Des compétences aux règles : le défi italien et européen
La question de la formation est intimement liée à celle des règles et capacité à gouverner le développement de l'intelligence artificielleLes travaux de la Journée du 24 septembre seront ouverts par Marco Camisani Calzolari, expert à l'Agence nationale de cybersécurité et au Département de la transformation numérique de la Présidence du Conseil des ministres, ainsi que membre du Comité de coordination de la Stratégie nationale pour l'intelligence artificielle 2026-2028.
L'Italie est le pays européen le plus avancé en matière de réglementation de l'intelligence artificielle. Elle a été le premier pays d'Europe à adopter une loi dédiée. Cependant, concernant les modèles de pointe, l'Europe est en retard sur la Chine et les États-Unis. Mais des solutions existent, et le Sud peut devenir le pôle d'excellence italien en IA.
La question n'est donc pas seulement de savoir à quelle vitesse les entreprises adopteront l'IA, mais aussi ce qui… ruolo pourra affronter Italie et le Midi dans le développement d'un secteur destiné à impacter l'économie et le marché du travail.
Opportunités et risques de l'intelligence artificielle
La comparaison, modérée par Thomas Labate, élargira son regard à conséquences sociales et culturelles de la diffusion de l'IA. Outre les opportunités pour les entreprises et les administrations publiques, la discussion abordera les questions liées aux règles et aux dépendances, aux préoccupations éthiques et environnementales, ainsi qu'aux réflexions offertes par l'encyclique « Magnifica Humanitas » du pape Léon XIV et aux avertissements apocalyptiques qui ont suscité une large attention médiatique ces derniers jours.

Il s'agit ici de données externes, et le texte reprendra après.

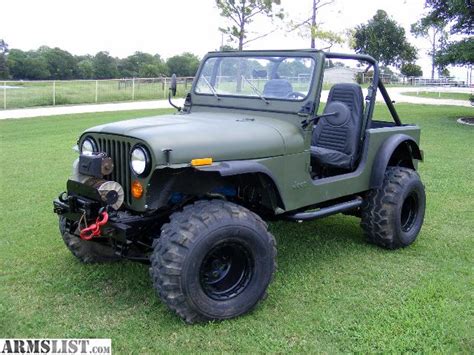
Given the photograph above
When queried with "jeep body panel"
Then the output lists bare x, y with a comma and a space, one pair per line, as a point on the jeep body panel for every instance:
221, 136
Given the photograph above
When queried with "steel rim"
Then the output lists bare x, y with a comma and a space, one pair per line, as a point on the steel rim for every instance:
409, 212
226, 271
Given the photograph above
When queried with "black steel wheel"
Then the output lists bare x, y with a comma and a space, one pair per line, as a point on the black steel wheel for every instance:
214, 260
226, 270
392, 216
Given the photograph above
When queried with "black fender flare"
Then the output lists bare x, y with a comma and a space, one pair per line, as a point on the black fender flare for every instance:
385, 152
239, 167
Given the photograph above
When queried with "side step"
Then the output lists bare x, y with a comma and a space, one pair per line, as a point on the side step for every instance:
326, 211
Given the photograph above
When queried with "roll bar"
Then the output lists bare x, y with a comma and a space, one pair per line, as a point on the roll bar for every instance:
376, 83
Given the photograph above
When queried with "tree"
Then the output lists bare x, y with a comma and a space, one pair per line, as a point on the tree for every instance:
241, 13
142, 65
85, 68
185, 64
4, 73
27, 65
411, 69
435, 32
310, 28
105, 66
61, 64
384, 39
459, 15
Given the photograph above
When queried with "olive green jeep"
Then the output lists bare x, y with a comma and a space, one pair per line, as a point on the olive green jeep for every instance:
188, 193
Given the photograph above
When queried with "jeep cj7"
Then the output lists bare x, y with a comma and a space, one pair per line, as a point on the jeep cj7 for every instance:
188, 193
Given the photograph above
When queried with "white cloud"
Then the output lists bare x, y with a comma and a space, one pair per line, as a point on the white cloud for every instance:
171, 27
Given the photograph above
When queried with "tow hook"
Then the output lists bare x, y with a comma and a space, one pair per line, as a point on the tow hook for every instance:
94, 229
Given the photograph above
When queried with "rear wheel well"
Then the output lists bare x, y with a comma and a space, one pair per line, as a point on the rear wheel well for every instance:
402, 156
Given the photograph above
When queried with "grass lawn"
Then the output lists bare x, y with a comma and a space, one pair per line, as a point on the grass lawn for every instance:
333, 292
30, 93
439, 95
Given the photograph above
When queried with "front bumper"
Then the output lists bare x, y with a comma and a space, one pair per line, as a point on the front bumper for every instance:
84, 202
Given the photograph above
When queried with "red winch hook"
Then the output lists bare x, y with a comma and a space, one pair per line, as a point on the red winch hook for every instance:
94, 229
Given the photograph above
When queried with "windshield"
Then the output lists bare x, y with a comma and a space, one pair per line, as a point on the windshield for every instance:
281, 78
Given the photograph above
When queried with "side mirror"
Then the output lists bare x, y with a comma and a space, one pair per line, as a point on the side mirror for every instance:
173, 85
172, 92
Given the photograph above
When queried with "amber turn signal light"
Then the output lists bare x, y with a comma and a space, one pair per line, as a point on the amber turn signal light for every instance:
201, 161
137, 189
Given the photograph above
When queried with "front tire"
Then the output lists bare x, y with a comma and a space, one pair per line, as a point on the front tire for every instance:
214, 260
392, 215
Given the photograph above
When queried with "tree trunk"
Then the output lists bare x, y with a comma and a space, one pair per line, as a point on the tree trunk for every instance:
433, 56
313, 24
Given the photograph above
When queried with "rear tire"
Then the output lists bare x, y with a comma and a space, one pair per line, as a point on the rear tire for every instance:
214, 260
86, 251
392, 215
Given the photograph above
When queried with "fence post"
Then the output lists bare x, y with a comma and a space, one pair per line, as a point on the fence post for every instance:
54, 93
133, 89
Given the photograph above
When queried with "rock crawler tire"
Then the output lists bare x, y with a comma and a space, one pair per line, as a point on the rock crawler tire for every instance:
86, 251
214, 260
392, 215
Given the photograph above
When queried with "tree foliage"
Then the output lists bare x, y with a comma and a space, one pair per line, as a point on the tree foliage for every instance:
435, 31
4, 72
384, 39
411, 69
56, 64
311, 28
459, 15
240, 14
185, 64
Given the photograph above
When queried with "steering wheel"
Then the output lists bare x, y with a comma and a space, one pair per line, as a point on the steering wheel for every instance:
295, 95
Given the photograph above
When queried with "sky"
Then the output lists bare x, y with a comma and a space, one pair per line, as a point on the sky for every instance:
170, 27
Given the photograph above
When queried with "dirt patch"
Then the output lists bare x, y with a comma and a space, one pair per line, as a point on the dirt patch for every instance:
466, 120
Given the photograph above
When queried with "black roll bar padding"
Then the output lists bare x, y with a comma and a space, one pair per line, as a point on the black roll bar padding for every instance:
389, 103
375, 79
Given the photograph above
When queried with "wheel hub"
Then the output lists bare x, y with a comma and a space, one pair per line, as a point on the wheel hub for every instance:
225, 271
409, 212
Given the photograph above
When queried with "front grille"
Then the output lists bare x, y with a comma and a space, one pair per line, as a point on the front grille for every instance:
119, 151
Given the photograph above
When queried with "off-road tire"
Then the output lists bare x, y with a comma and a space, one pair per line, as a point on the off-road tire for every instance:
392, 215
88, 252
186, 246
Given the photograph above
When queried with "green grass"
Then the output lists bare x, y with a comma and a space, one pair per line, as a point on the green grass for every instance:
439, 95
29, 94
333, 292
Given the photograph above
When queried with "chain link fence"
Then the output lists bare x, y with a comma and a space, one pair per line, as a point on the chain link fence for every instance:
22, 94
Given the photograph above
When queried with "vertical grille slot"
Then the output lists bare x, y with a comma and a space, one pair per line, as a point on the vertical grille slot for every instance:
119, 152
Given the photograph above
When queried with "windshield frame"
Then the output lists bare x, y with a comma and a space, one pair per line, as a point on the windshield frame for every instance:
259, 55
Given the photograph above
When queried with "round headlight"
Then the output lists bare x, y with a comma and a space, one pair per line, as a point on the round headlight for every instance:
139, 160
88, 146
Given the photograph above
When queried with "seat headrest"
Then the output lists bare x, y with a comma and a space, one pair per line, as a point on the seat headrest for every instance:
280, 88
348, 93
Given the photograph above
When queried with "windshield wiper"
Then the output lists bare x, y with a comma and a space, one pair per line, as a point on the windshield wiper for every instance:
255, 90
214, 92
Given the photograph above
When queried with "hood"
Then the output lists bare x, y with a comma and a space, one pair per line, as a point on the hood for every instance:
227, 136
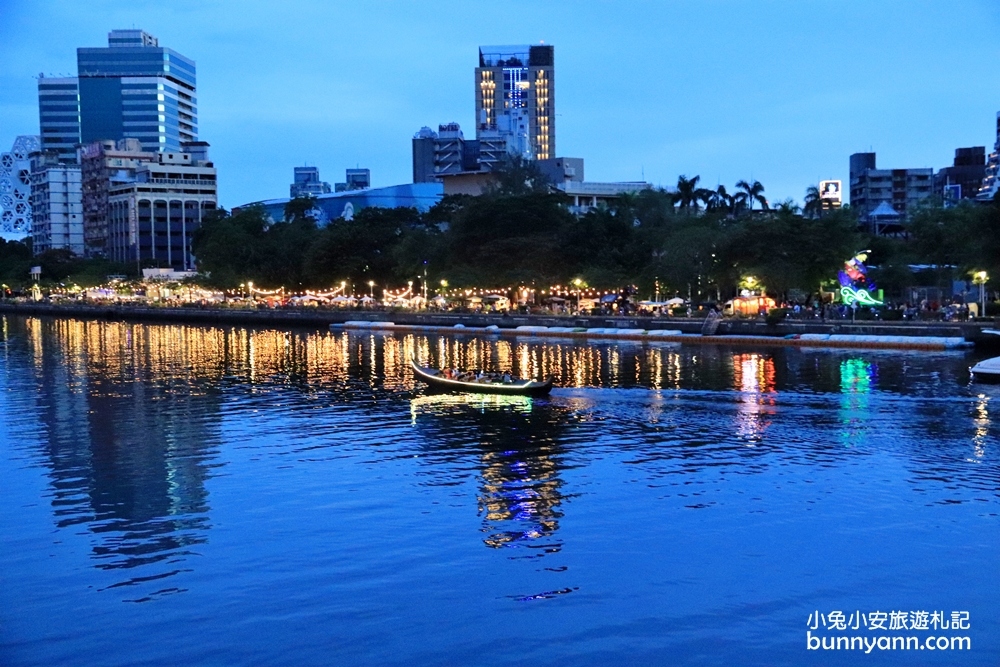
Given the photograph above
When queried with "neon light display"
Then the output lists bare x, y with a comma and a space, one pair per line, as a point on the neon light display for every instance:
855, 288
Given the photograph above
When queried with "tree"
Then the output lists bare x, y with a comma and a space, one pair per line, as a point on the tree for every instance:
752, 192
688, 193
719, 199
515, 175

De la capacité des entreprises à utiliser la technologie à besoin de former les gensLe débat réunit ainsi l'économie, le travail, l'éducation, les institutions et l'éthique : autant de domaines dans lesquels l'intelligence artificielle est appelée à avoir un impact croissant.
Deux jours pour lire les changements survenus dans le sud de l'Italie
L'événement consacré à l'intelligence artificielle est le deuxième volet de la Journée de l'Italie du Sud, organisée par la Chambre de Commerce de Bari dans le cadre de la 89e Fiera del Levante. Cette série de conférences s'ouvre le 22 Septembre, avec une journée consacrée aux réflexions en Italie sur les nombreux crise géopolitique qui affectent la planète. Parmi les invités et les intervenants de la première journée, on comptera Massimo D'Alema e Antonio DeCaro.
Il 24 SeptembreL'attention se portera donc plutôt surl'intelligence artificielleDes données sur l'adoption par les entreprises à la question des compétences, de la formation à la réglementation, en passant par les opportunités et les risques d'une technologie qui est déjà en train de changer notre façon de travailler.